Despite not always liking children, and having spent very little time with young children growing up, I somehow managed very early in my marriage to create the perfect, no-fail plan for raising mine into to well-behaved geniuses. For example:
- Blatant disobedience? There would be a warning but also the threat of a swift smack on the butt. I was not going to be some softy or friend to my child. I couldn’t stand kids who refused to do as they were told and I was prepared to take unpopular steps to bring mine in line.
- Reading by age five? Certainly! With my devoted attention, there’s no reason that all my children couldn’t be early readers. Moms who said “their kids weren’t ready” or “boys are different” were just lazy.
- Favorites? No way! All my children would be loved in the same way and raised the exact. same. way. My youngest would do everything that was expected of the oldest; no spoiled baby syndrome in this house! Consistency in all things! I would be fair! Parents who let their younger children get away with more than their older kids were probably the same lazy parents not shoving phonics down their reluctant four-year old’s throats.
And so on. I didn’t read many parenting books, I just assumed I knew the best way to raise my kids from birth to age 18 and you could keep your advice to yourself thankyouverymuch. Admittedly, I really did dislike ill-behaved children and most of these strongly held beliefs covered my fear of producing children that were little terrors that no one wanted to be around.
My oldest was a very good child and tolerated my parenting style well; listened when she was told, potty trained at 2, started reading by age 4 1/2, acted responsible beyond her years. But imagine my surprise when it didn’t work out exactly the same way with my oldest son. He would purposely pee on the floor in front of me to get my attention and laugh if I tried to smack his butt as if it tickled. I was floored! I had these methods and ideas that I had to follow! Why did they work with one child and not the other?? Cue lightbulb moment:
Because each child is different, parenting does not come in one size fits all.
I feel like it should have been more obvious, but sadly it took a long time for me to realize that I needed to change my parenting style and teaching methods to meet the needs of each child. What worked with one child might not work with another, and that’s not a failure in how one parents, but a sign that this child has a personality, a temperament and talents all his own.
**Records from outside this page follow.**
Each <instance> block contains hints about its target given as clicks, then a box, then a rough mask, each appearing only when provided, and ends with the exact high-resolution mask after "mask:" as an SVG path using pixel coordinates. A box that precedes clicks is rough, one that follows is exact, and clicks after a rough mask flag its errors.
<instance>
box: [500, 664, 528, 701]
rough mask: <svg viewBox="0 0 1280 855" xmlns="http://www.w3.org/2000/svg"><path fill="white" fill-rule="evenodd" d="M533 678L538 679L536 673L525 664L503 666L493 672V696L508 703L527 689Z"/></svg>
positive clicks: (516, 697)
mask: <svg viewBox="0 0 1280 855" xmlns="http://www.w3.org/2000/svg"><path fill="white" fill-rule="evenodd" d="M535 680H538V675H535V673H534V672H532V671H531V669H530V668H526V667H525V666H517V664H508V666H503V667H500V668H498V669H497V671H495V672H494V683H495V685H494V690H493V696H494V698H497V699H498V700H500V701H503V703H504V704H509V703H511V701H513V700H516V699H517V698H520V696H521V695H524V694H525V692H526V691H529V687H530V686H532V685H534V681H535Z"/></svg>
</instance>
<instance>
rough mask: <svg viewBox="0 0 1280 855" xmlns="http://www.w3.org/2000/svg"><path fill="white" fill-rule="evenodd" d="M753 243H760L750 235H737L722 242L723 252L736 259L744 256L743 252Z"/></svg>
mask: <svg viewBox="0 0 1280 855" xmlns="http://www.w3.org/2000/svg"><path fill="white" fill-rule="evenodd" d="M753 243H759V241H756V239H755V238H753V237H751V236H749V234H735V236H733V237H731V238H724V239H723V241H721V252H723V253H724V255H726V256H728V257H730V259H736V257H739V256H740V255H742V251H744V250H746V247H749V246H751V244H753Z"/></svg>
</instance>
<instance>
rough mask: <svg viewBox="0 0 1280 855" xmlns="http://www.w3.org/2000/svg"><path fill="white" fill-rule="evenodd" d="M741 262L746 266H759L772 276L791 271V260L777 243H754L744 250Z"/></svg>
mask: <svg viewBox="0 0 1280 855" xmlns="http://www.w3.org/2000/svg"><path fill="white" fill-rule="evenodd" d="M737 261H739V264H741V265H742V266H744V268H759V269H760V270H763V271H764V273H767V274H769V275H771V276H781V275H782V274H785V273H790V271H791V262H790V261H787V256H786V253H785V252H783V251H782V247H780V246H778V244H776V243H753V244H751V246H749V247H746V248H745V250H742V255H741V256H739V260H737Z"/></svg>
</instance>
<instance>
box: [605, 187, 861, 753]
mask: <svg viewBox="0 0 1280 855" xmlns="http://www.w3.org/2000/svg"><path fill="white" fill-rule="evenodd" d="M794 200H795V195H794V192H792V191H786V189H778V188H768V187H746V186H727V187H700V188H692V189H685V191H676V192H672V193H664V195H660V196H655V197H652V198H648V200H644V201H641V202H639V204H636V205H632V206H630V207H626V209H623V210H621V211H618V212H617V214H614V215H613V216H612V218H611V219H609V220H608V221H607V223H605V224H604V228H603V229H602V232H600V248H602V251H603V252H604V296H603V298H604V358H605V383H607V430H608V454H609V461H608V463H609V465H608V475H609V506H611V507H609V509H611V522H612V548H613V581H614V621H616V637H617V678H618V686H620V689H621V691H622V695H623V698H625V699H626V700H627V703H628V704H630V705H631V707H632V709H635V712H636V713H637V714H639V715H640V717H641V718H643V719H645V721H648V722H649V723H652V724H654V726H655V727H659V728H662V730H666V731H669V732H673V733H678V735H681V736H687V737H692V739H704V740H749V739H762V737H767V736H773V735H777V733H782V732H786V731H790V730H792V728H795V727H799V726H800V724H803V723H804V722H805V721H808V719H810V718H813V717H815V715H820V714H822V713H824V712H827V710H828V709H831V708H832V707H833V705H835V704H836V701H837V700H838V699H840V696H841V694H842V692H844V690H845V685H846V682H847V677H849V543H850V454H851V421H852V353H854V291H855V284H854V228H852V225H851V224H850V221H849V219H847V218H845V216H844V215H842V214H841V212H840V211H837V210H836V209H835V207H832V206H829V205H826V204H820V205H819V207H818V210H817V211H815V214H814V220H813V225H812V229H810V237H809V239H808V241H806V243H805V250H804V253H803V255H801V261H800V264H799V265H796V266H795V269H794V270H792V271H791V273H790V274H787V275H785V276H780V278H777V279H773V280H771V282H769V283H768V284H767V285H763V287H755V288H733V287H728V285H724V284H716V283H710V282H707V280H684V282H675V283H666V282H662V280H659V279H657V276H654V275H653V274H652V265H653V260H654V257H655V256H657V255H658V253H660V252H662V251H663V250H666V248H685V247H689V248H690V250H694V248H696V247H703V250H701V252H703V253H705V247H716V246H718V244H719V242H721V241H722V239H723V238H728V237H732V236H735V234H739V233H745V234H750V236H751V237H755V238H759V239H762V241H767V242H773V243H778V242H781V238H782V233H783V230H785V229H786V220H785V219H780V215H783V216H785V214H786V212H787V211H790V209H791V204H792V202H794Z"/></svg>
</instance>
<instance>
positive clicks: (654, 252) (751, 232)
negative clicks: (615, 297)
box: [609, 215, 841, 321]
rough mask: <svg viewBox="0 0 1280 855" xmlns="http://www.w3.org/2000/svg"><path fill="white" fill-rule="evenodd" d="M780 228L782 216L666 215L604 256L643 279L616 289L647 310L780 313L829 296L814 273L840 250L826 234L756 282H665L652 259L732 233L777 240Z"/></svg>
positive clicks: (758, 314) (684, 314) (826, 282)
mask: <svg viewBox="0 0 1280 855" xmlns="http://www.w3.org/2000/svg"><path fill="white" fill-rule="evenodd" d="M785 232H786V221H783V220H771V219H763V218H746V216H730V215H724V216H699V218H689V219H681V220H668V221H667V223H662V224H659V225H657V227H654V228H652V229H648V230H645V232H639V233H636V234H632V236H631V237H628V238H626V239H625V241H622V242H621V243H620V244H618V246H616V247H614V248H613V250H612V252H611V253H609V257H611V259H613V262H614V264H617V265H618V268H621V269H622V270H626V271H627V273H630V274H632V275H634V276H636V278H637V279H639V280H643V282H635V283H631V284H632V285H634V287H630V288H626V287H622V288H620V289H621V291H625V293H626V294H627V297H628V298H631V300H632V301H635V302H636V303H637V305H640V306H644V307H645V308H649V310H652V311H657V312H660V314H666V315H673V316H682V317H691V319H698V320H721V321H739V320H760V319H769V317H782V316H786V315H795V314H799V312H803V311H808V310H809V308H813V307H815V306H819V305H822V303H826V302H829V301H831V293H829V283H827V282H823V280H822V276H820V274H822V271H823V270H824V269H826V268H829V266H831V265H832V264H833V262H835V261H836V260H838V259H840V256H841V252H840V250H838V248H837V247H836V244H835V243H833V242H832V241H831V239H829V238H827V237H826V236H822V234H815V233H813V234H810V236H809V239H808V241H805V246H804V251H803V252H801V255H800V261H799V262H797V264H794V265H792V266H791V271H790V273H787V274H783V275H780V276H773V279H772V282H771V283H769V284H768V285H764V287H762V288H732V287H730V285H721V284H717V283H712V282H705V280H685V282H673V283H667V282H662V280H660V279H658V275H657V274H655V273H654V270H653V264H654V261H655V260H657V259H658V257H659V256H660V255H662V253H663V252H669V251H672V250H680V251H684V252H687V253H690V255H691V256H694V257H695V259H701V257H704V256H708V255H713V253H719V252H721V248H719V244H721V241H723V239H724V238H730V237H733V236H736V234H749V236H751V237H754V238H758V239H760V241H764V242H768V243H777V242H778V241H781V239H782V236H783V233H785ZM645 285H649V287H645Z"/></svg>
I learned that I could keep my goals of having well-behaved, well-educated children if I was willing to change the steps I took to get there.
Raising a toddler, or six-year-old or tween, is not a code you crack and then sit back and relax. How you parent is always subject to change. The constants are my love for each of my children and the clear expectations I lay out for each. We have rules that are followed, behaviors that are not allowed, and subjects we must study. It may sound rigid but under these conditions there is a flexibility that gives the physical child plenty of time to run, the snuggly child more time together on the couch and the trying child, less warnings and more immediate repercussions. By forcing them each into my parenting style mold, I tended to overlook, or stifle, some of their natural tendencies rather than bring them to the forefront to shine.
Consequently, by the time siblings three, four and five came along I was much less strict (although Teddy demands quite the iron first some days) because I realized I didn’t have to be so rigid. I learned that even if I didn’t follow my prescribed formula, my kids were still turning out to be pleasant and enjoyable. It was such a relief. Plus, the kids hold one another accountable for their behavior which was a completely foreign idea to me when I started this parenthood business.
My oldest will be 12 this fall. I’m trying to not formulate a hard and fast plan for how we’ll tackle the rapidly approaching teenage years. I feel bad that she has to always be the guinea pig as I try to figure out how to not screw her up for life. But I’ve accepted that what works for her, may not work for the rest. So, today, this minute, I feel like I’ve figured this parenting business out. The good news is, if tomorrow feels any different, I can always change.